Filgotinib (GLPG0634) is a highly selective JAK1 inhibitor. GLPG0634 is a promising drug candidate for the future treatment of autoimmune and inflammatory disorders. It is in phase III clinical trials (initiated mid-2016) for the treatment of rheumatoid arthritis, Crohn's disease and ulcerative colitis. Most common adverse events observed were infections, gastrointestinal disorders and nervous system disorders.

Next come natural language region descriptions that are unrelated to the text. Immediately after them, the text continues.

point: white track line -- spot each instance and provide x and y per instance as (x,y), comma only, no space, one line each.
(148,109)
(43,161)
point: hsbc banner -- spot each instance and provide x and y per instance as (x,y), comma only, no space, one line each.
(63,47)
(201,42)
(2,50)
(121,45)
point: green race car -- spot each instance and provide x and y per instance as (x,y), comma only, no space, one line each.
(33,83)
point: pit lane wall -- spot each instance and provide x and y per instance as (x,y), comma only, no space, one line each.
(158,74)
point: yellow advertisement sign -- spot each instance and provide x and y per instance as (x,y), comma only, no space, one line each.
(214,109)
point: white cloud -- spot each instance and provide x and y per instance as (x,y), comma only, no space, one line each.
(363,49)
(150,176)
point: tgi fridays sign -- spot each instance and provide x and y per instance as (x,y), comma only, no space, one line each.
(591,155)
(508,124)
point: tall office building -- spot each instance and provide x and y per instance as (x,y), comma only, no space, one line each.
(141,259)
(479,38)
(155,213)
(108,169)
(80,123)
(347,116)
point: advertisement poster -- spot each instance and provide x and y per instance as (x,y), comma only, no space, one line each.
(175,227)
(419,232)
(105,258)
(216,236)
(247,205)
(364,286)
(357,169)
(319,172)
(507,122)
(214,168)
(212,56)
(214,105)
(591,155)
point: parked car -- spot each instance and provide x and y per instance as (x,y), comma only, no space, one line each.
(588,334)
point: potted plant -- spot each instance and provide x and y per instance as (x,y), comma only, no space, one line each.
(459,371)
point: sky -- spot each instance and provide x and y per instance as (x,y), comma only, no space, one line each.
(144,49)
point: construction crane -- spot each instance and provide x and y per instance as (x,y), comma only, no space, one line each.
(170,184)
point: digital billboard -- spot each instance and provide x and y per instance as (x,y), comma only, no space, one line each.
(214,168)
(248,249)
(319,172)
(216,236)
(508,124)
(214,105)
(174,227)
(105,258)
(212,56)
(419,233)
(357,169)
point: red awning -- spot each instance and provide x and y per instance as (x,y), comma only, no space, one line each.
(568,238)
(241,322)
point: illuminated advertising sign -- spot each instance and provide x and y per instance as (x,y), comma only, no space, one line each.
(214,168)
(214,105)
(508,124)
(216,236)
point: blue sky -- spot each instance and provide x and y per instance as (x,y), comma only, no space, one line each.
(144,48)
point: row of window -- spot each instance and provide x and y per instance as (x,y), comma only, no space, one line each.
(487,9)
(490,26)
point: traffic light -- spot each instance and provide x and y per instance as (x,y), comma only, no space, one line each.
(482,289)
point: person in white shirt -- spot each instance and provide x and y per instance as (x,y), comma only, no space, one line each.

Dideoxyadenosine (2′,3′-dideoxyadenosine) is a prodrug form of didanosine (2',3'-dideoxyinosine), a nucleoside reverse transcriptase inhibitor analog of adenosine. 2',3'-Dideoxyadenosine and 2',3'-dideoxyinosine were shown to be equally effective in the inhibition of HIV proliferation in human T cells. Dideoxyadenosine competitively inhibits adenylyl cyclase, thereby reducing levels of cyclic adenosine monophosphate (cAMP). By inhibiting cAMP-mediated gene activation in tumor cells, this agent may retard tumor cell proliferation. 2',3'-dideoxyadenosine inhibits retroviral DNA synthesis and mRNA expression in T cells exposed to the virus that causes acquired immunodeficiency syndrome, and affords such cells long-term protection in vitro under conditions of substantial viral excess. 2',3'-dideoxyadenosine appears to completely block reverse transcription from viral RNA to viral DNA. 2',3'-dideoxyadenosine was also shown not only to possess antibacterial activity in vitro against a variety of Enterobacteriaceae, but also to be effective in vivo, dideoxyadenosine was active in experimental mouse infections by the oral route against 5 Salmonella strains, 2 of 3 Arizona strains, 5 of 7 Citrobacter strains, 3 of 8 Klebsiella strains, 3 of 5 Escherichia strains, 1 of 3 Shigella strains, and 3 of 15 Serratia strains at concentrations generally well below the toxic level.